One thing the organisers did right at the beginning before the shoot started, which I though was a great idea, was have every archer check the arrows of the archer next to them. After which they announced that anyone found with unmarked arrows would be escorted off the course.
I think it is fair to say the club members put a lot of effort in to making access around the wood easy with numerous bridges across the brooks and secure steps cut into the banks.
We started on target 7 and were joined by Alan and Neil from Pines Park and Josh from Centaura.
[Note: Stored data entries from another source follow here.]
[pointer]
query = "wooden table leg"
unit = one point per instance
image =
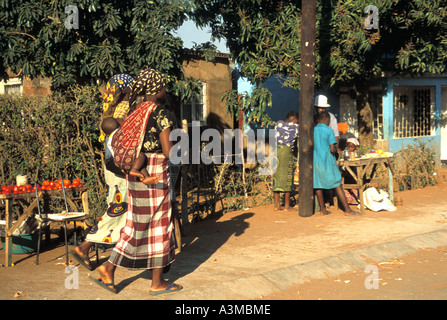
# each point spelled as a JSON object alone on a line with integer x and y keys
{"x": 8, "y": 239}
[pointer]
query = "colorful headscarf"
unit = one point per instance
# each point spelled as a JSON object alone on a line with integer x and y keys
{"x": 148, "y": 81}
{"x": 114, "y": 87}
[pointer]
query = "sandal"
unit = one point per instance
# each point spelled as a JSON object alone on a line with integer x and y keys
{"x": 104, "y": 285}
{"x": 81, "y": 260}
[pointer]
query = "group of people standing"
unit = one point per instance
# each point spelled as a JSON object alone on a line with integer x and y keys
{"x": 136, "y": 124}
{"x": 139, "y": 222}
{"x": 326, "y": 174}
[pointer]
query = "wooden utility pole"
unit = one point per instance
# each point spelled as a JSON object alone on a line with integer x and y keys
{"x": 306, "y": 110}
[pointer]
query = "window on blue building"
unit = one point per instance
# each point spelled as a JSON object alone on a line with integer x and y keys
{"x": 413, "y": 111}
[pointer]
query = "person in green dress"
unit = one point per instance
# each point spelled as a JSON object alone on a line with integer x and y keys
{"x": 326, "y": 174}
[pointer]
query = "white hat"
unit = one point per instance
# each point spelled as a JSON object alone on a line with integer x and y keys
{"x": 321, "y": 101}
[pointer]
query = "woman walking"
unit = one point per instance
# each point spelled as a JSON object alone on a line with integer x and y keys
{"x": 147, "y": 240}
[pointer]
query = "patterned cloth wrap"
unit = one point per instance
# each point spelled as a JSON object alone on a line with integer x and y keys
{"x": 128, "y": 138}
{"x": 147, "y": 240}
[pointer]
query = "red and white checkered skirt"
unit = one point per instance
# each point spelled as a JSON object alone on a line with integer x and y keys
{"x": 147, "y": 240}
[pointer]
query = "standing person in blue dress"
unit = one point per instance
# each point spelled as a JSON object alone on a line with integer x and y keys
{"x": 286, "y": 134}
{"x": 326, "y": 173}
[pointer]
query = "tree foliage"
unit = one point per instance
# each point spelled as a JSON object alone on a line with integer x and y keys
{"x": 113, "y": 37}
{"x": 264, "y": 37}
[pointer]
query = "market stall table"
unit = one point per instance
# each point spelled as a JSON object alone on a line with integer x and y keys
{"x": 364, "y": 172}
{"x": 46, "y": 195}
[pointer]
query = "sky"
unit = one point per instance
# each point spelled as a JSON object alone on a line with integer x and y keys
{"x": 190, "y": 33}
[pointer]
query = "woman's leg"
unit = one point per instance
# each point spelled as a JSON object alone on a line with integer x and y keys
{"x": 107, "y": 273}
{"x": 276, "y": 201}
{"x": 159, "y": 284}
{"x": 286, "y": 201}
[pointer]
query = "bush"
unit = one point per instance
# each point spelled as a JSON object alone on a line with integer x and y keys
{"x": 416, "y": 166}
{"x": 54, "y": 137}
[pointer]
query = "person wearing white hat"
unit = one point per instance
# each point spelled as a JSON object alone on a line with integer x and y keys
{"x": 321, "y": 104}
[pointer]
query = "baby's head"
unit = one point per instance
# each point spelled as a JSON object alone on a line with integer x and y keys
{"x": 324, "y": 118}
{"x": 352, "y": 144}
{"x": 109, "y": 125}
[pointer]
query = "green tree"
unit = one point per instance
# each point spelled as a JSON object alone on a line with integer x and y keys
{"x": 264, "y": 37}
{"x": 113, "y": 36}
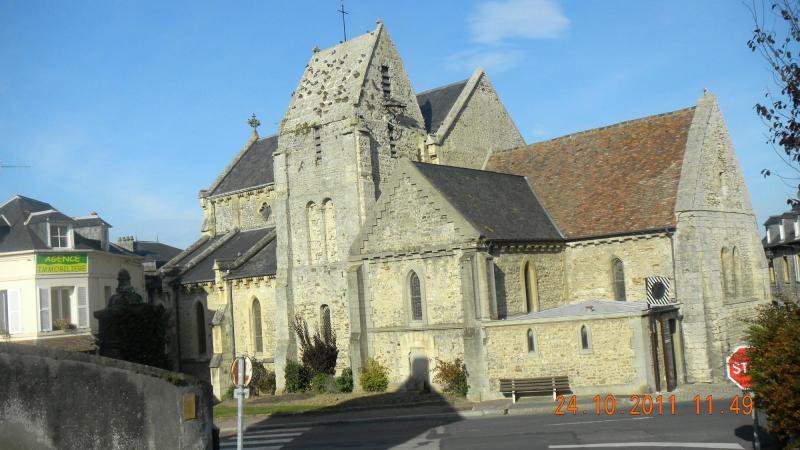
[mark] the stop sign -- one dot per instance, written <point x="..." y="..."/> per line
<point x="248" y="370"/>
<point x="738" y="367"/>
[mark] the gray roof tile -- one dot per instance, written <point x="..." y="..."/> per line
<point x="254" y="168"/>
<point x="436" y="103"/>
<point x="502" y="207"/>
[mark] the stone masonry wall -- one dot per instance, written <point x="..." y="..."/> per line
<point x="388" y="298"/>
<point x="589" y="273"/>
<point x="714" y="213"/>
<point x="244" y="210"/>
<point x="483" y="125"/>
<point x="610" y="362"/>
<point x="510" y="281"/>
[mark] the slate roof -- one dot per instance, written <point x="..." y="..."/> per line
<point x="231" y="249"/>
<point x="585" y="308"/>
<point x="436" y="103"/>
<point x="155" y="251"/>
<point x="612" y="180"/>
<point x="500" y="206"/>
<point x="253" y="167"/>
<point x="264" y="262"/>
<point x="17" y="236"/>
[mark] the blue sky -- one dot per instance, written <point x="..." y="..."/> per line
<point x="130" y="108"/>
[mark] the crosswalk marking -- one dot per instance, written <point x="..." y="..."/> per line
<point x="265" y="438"/>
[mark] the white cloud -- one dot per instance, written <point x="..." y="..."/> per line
<point x="494" y="25"/>
<point x="492" y="60"/>
<point x="496" y="21"/>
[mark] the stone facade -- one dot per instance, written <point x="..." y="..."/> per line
<point x="414" y="270"/>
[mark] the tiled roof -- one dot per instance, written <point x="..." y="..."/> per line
<point x="253" y="168"/>
<point x="498" y="205"/>
<point x="436" y="103"/>
<point x="231" y="249"/>
<point x="617" y="179"/>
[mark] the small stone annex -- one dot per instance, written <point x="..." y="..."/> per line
<point x="423" y="227"/>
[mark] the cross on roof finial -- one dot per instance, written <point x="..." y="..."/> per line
<point x="253" y="122"/>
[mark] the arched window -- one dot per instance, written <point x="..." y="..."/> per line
<point x="314" y="247"/>
<point x="726" y="264"/>
<point x="618" y="272"/>
<point x="531" y="341"/>
<point x="531" y="288"/>
<point x="329" y="218"/>
<point x="258" y="337"/>
<point x="415" y="291"/>
<point x="586" y="342"/>
<point x="325" y="322"/>
<point x="737" y="273"/>
<point x="200" y="320"/>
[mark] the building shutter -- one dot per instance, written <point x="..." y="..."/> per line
<point x="83" y="308"/>
<point x="14" y="314"/>
<point x="45" y="320"/>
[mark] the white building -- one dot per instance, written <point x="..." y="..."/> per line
<point x="55" y="271"/>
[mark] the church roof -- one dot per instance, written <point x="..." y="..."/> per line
<point x="264" y="262"/>
<point x="252" y="168"/>
<point x="332" y="82"/>
<point x="436" y="103"/>
<point x="229" y="250"/>
<point x="617" y="179"/>
<point x="500" y="206"/>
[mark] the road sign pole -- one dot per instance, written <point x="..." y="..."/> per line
<point x="240" y="402"/>
<point x="756" y="441"/>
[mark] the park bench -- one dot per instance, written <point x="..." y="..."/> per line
<point x="540" y="385"/>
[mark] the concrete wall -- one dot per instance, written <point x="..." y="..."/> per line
<point x="63" y="400"/>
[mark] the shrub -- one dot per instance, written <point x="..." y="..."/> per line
<point x="774" y="338"/>
<point x="344" y="382"/>
<point x="263" y="381"/>
<point x="319" y="352"/>
<point x="374" y="377"/>
<point x="321" y="384"/>
<point x="452" y="376"/>
<point x="297" y="377"/>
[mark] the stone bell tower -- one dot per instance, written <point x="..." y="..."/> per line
<point x="352" y="117"/>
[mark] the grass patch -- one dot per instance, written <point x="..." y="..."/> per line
<point x="223" y="410"/>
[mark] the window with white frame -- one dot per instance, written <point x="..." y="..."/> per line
<point x="10" y="321"/>
<point x="797" y="267"/>
<point x="59" y="235"/>
<point x="3" y="312"/>
<point x="61" y="304"/>
<point x="63" y="307"/>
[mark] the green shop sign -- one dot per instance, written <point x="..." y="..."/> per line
<point x="61" y="263"/>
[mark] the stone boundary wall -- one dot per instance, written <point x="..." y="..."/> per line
<point x="51" y="399"/>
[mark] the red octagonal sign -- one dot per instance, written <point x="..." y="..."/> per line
<point x="738" y="367"/>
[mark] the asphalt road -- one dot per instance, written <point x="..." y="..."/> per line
<point x="686" y="429"/>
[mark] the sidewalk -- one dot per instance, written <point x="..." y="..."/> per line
<point x="524" y="406"/>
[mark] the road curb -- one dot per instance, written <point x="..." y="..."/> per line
<point x="337" y="421"/>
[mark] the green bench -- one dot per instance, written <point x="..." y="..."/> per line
<point x="539" y="385"/>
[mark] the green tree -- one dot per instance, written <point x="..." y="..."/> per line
<point x="774" y="338"/>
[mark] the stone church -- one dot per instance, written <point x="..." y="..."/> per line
<point x="421" y="226"/>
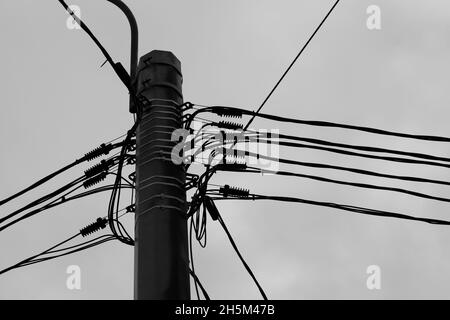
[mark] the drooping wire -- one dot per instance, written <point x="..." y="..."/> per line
<point x="292" y="64"/>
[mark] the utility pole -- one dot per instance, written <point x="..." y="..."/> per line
<point x="161" y="239"/>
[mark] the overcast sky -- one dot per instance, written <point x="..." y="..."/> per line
<point x="57" y="104"/>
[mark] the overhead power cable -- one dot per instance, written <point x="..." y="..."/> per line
<point x="291" y="65"/>
<point x="355" y="209"/>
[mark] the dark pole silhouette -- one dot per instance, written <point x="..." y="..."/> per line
<point x="161" y="245"/>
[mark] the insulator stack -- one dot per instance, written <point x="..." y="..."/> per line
<point x="95" y="180"/>
<point x="94" y="227"/>
<point x="104" y="149"/>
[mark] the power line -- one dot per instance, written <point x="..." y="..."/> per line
<point x="291" y="65"/>
<point x="361" y="210"/>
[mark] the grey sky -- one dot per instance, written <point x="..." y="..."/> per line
<point x="56" y="104"/>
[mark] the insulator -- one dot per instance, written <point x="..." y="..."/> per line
<point x="234" y="191"/>
<point x="131" y="208"/>
<point x="231" y="167"/>
<point x="95" y="180"/>
<point x="230" y="125"/>
<point x="211" y="207"/>
<point x="229" y="113"/>
<point x="98" y="168"/>
<point x="103" y="149"/>
<point x="94" y="227"/>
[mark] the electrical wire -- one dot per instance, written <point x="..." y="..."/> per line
<point x="361" y="210"/>
<point x="233" y="244"/>
<point x="292" y="64"/>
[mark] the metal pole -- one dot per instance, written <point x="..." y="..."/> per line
<point x="161" y="239"/>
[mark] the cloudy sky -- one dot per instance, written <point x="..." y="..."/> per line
<point x="57" y="104"/>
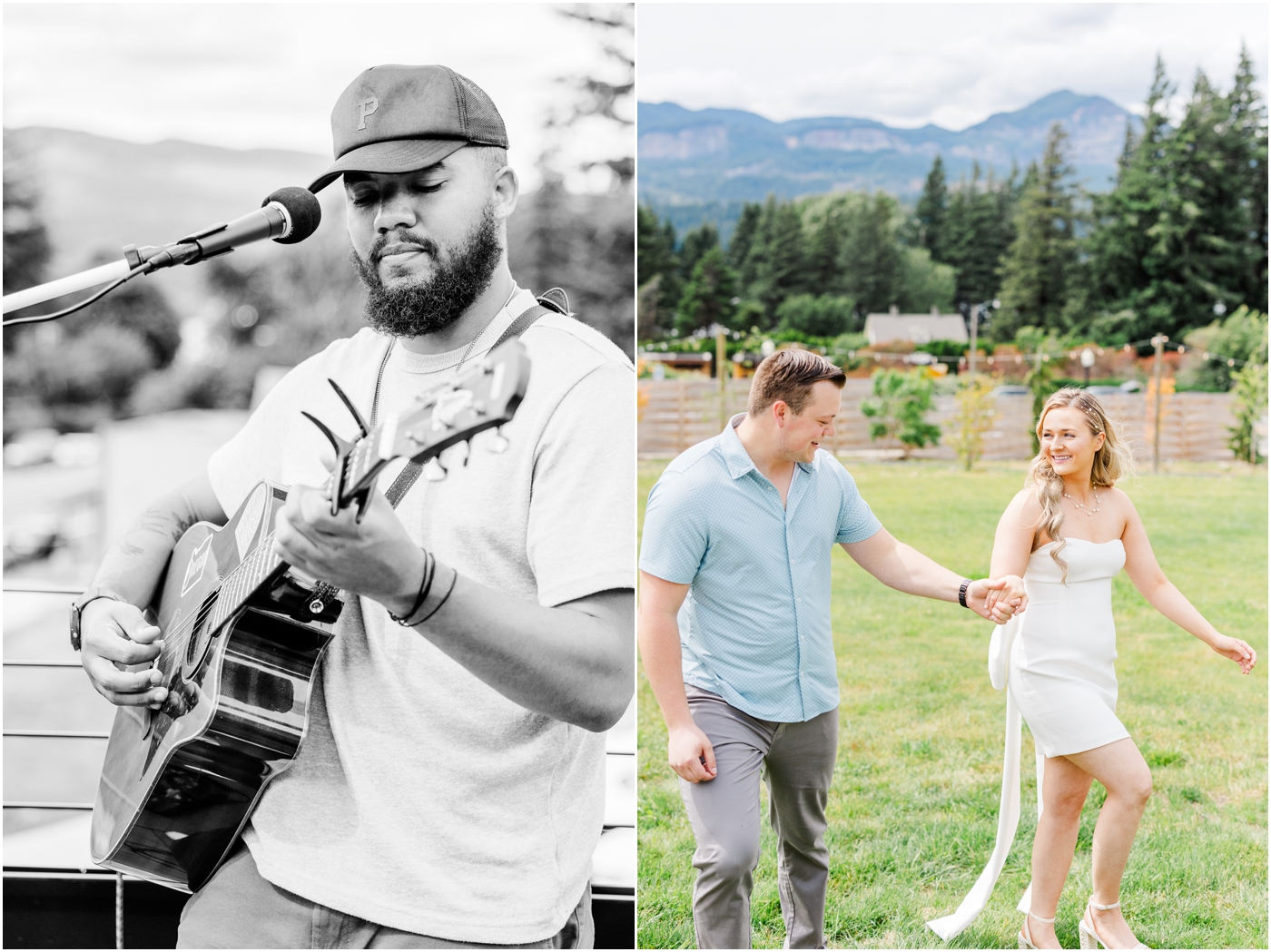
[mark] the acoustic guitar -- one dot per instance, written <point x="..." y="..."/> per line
<point x="243" y="637"/>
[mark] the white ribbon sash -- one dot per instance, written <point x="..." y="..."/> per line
<point x="1008" y="811"/>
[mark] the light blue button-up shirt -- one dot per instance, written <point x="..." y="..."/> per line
<point x="755" y="625"/>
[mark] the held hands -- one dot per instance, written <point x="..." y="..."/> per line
<point x="1237" y="651"/>
<point x="690" y="754"/>
<point x="114" y="635"/>
<point x="997" y="599"/>
<point x="375" y="557"/>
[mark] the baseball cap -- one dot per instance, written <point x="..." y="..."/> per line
<point x="400" y="118"/>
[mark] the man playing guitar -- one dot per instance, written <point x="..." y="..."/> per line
<point x="444" y="795"/>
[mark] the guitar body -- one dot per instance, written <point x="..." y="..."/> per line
<point x="243" y="634"/>
<point x="180" y="783"/>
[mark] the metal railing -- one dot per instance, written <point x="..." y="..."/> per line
<point x="53" y="805"/>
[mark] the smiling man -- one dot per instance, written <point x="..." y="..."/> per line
<point x="450" y="789"/>
<point x="734" y="635"/>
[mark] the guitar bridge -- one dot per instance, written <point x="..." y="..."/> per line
<point x="304" y="604"/>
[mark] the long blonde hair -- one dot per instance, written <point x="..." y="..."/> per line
<point x="1112" y="460"/>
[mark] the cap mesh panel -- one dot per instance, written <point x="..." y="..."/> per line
<point x="485" y="123"/>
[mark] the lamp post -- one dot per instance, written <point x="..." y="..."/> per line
<point x="976" y="309"/>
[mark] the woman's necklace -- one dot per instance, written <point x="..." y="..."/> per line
<point x="1089" y="513"/>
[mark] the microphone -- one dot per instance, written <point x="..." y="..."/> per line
<point x="288" y="215"/>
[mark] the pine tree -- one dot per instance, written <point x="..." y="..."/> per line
<point x="872" y="266"/>
<point x="1039" y="265"/>
<point x="696" y="243"/>
<point x="1185" y="226"/>
<point x="709" y="294"/>
<point x="931" y="209"/>
<point x="744" y="240"/>
<point x="778" y="254"/>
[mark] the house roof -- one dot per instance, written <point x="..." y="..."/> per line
<point x="919" y="329"/>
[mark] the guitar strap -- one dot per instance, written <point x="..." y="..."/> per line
<point x="547" y="304"/>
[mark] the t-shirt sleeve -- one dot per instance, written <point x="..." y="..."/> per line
<point x="256" y="451"/>
<point x="675" y="534"/>
<point x="582" y="500"/>
<point x="857" y="521"/>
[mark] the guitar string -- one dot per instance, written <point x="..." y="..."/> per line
<point x="175" y="641"/>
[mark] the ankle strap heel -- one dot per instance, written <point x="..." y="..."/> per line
<point x="1025" y="936"/>
<point x="1090" y="938"/>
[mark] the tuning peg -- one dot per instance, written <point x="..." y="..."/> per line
<point x="342" y="449"/>
<point x="364" y="500"/>
<point x="498" y="443"/>
<point x="361" y="424"/>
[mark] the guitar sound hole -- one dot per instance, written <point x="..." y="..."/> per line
<point x="200" y="635"/>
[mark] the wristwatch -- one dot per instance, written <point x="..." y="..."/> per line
<point x="80" y="603"/>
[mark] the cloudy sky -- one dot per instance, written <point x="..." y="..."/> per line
<point x="266" y="75"/>
<point x="949" y="64"/>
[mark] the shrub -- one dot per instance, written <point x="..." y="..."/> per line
<point x="976" y="411"/>
<point x="899" y="405"/>
<point x="1248" y="406"/>
<point x="828" y="316"/>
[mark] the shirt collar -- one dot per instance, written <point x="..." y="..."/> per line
<point x="734" y="453"/>
<point x="739" y="460"/>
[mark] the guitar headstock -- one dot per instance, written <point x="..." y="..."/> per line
<point x="485" y="397"/>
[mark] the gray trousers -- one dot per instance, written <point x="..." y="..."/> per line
<point x="797" y="763"/>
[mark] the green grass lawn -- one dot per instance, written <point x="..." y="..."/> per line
<point x="914" y="802"/>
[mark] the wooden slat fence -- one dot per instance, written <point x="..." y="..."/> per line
<point x="674" y="415"/>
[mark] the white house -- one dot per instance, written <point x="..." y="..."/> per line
<point x="918" y="329"/>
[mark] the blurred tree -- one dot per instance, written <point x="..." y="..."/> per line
<point x="978" y="229"/>
<point x="931" y="210"/>
<point x="871" y="254"/>
<point x="744" y="241"/>
<point x="925" y="284"/>
<point x="825" y="316"/>
<point x="1242" y="337"/>
<point x="898" y="408"/>
<point x="695" y="244"/>
<point x="1184" y="232"/>
<point x="778" y="257"/>
<point x="976" y="412"/>
<point x="1039" y="266"/>
<point x="709" y="294"/>
<point x="1248" y="407"/>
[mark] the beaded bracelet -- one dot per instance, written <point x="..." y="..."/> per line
<point x="444" y="597"/>
<point x="429" y="570"/>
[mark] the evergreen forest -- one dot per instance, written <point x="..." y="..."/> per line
<point x="1177" y="247"/>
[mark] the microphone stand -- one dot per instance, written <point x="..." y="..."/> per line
<point x="92" y="278"/>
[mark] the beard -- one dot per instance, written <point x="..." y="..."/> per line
<point x="429" y="304"/>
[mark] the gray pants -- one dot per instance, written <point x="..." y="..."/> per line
<point x="797" y="761"/>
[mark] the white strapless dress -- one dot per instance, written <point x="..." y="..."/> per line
<point x="1055" y="661"/>
<point x="1061" y="673"/>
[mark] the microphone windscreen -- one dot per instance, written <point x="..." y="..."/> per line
<point x="301" y="206"/>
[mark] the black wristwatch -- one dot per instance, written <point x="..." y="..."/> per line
<point x="78" y="609"/>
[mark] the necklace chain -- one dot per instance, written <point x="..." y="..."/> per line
<point x="1089" y="513"/>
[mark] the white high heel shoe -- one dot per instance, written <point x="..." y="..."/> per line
<point x="1025" y="936"/>
<point x="1090" y="937"/>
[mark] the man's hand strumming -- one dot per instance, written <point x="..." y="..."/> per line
<point x="690" y="754"/>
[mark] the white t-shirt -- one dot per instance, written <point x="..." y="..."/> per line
<point x="422" y="799"/>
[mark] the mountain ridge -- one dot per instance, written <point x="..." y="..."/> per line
<point x="733" y="155"/>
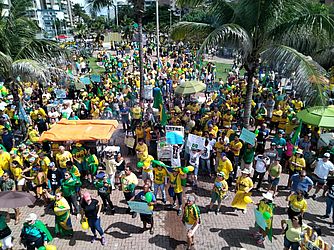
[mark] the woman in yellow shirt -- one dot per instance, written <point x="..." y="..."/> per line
<point x="297" y="204"/>
<point x="296" y="163"/>
<point x="140" y="132"/>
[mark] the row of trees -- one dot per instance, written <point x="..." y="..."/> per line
<point x="298" y="34"/>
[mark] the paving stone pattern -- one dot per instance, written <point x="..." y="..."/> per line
<point x="227" y="230"/>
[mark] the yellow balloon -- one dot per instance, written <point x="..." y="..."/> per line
<point x="191" y="168"/>
<point x="84" y="225"/>
<point x="248" y="199"/>
<point x="51" y="247"/>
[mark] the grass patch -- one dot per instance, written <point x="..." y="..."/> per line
<point x="95" y="68"/>
<point x="222" y="70"/>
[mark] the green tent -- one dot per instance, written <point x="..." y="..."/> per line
<point x="319" y="116"/>
<point x="190" y="87"/>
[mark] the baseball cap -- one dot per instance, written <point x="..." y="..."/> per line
<point x="31" y="217"/>
<point x="327" y="155"/>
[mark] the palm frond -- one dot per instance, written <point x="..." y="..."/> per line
<point x="309" y="75"/>
<point x="223" y="11"/>
<point x="232" y="35"/>
<point x="29" y="70"/>
<point x="188" y="30"/>
<point x="303" y="32"/>
<point x="98" y="5"/>
<point x="5" y="65"/>
<point x="190" y="3"/>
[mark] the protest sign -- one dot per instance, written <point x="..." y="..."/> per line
<point x="85" y="80"/>
<point x="247" y="136"/>
<point x="195" y="141"/>
<point x="95" y="78"/>
<point x="174" y="134"/>
<point x="259" y="219"/>
<point x="60" y="93"/>
<point x="139" y="207"/>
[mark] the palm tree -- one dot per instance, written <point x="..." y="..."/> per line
<point x="18" y="39"/>
<point x="267" y="31"/>
<point x="21" y="53"/>
<point x="98" y="5"/>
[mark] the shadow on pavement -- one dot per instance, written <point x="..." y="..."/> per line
<point x="166" y="242"/>
<point x="126" y="230"/>
<point x="235" y="236"/>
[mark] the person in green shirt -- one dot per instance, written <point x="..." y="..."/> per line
<point x="34" y="233"/>
<point x="5" y="233"/>
<point x="248" y="156"/>
<point x="91" y="164"/>
<point x="68" y="188"/>
<point x="103" y="186"/>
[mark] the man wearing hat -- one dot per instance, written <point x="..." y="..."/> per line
<point x="34" y="233"/>
<point x="79" y="153"/>
<point x="296" y="164"/>
<point x="322" y="169"/>
<point x="244" y="185"/>
<point x="219" y="191"/>
<point x="265" y="206"/>
<point x="191" y="219"/>
<point x="224" y="165"/>
<point x="103" y="186"/>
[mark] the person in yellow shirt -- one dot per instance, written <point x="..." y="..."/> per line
<point x="277" y="114"/>
<point x="141" y="150"/>
<point x="62" y="157"/>
<point x="160" y="180"/>
<point x="175" y="190"/>
<point x="297" y="204"/>
<point x="136" y="114"/>
<point x="227" y="119"/>
<point x="298" y="104"/>
<point x="129" y="181"/>
<point x="4" y="160"/>
<point x="33" y="134"/>
<point x="244" y="185"/>
<point x="140" y="132"/>
<point x="14" y="157"/>
<point x="224" y="166"/>
<point x="191" y="219"/>
<point x="44" y="163"/>
<point x="235" y="147"/>
<point x="297" y="163"/>
<point x="219" y="191"/>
Target 7 - first target of day

Target 7 – first target of day

One interesting thing they did was take some standard faces and change the scoring zone and to ensure all archers were aware of the new zones they provided copies at administration and catering. One of these was to be our first target which fortunately I managed to hit.
There were some lovely set shots including one of a 3D wolf across the small pond, thought the reflection looked great.

3D wolf shot - target 20

3D wolf shot – target 20

There were some lovely framed shots which unfortunately suffered due to the low sun and shadows making them not only hard to hit but also hard to see.

Hard to see target

Hard to see target

They had the space to put on a particularly long shot to a 2d hessian tiger which was over 50 yards and probably closer to 65.

Long Tiger shot

Long Tiger shot

In all there were good shots but I  didn’t feel they knitted together as a course as well as they could.

Unfortunately not all things went well for them, which was a shame considering the effort they had put in. There were a couple of issues with targets where the overshoots were close to the next peg so when archers on one target missed the boss the arrows were heard to land near the group in front. This perception of danger often unsettles archers. A ricochet off the ground by one target landed near Administration, resulting in the shoot stopping until the organisers rectified the issue, which they did quickly.

Like many clubs HaySmith relied on outside catering and unfortunately they weren’t the fastest which resulted in delays as groups waited for food. In fairness the food was good and it was the first time the caterers had done such a large event.
Sadly these issues and delays resulted in a long and at times slow day and for this reason the organisers decided to reduce the number of targets that the archers were to shoot from 40 to 30.
It was a brave move by the organisers on the day and I think given the delays they were encountering it was probably a good idea. It meant people could get off the ground and set off home before it got dark.

 They are running a second shoot this weekend due to the initial demand and speed at which their first was booked up.

I’m sure they will review and develop the course over time addressing any issues.
Sharon did well winning ladies Hunting Tackle and being only a few points behind the top gent archers. As for me I didn’t do well and need a lot of practise to get my head in the right place with the AFB. I did have one very lucky shot on a 3D standing bear that was a lot smaller than I expected.

Lucky shot of the day

Lucky shot of the day

I think the mark of a course and shoot is whether people would go back. Despite all the problems I know we will and I hope others do too. Yes there were problems on the day but they reacted to them and will know for the future. Not all clubs learn from their mistakes.

Thanks for reading.

PS I still say the club colours are pink and not salmon Chris.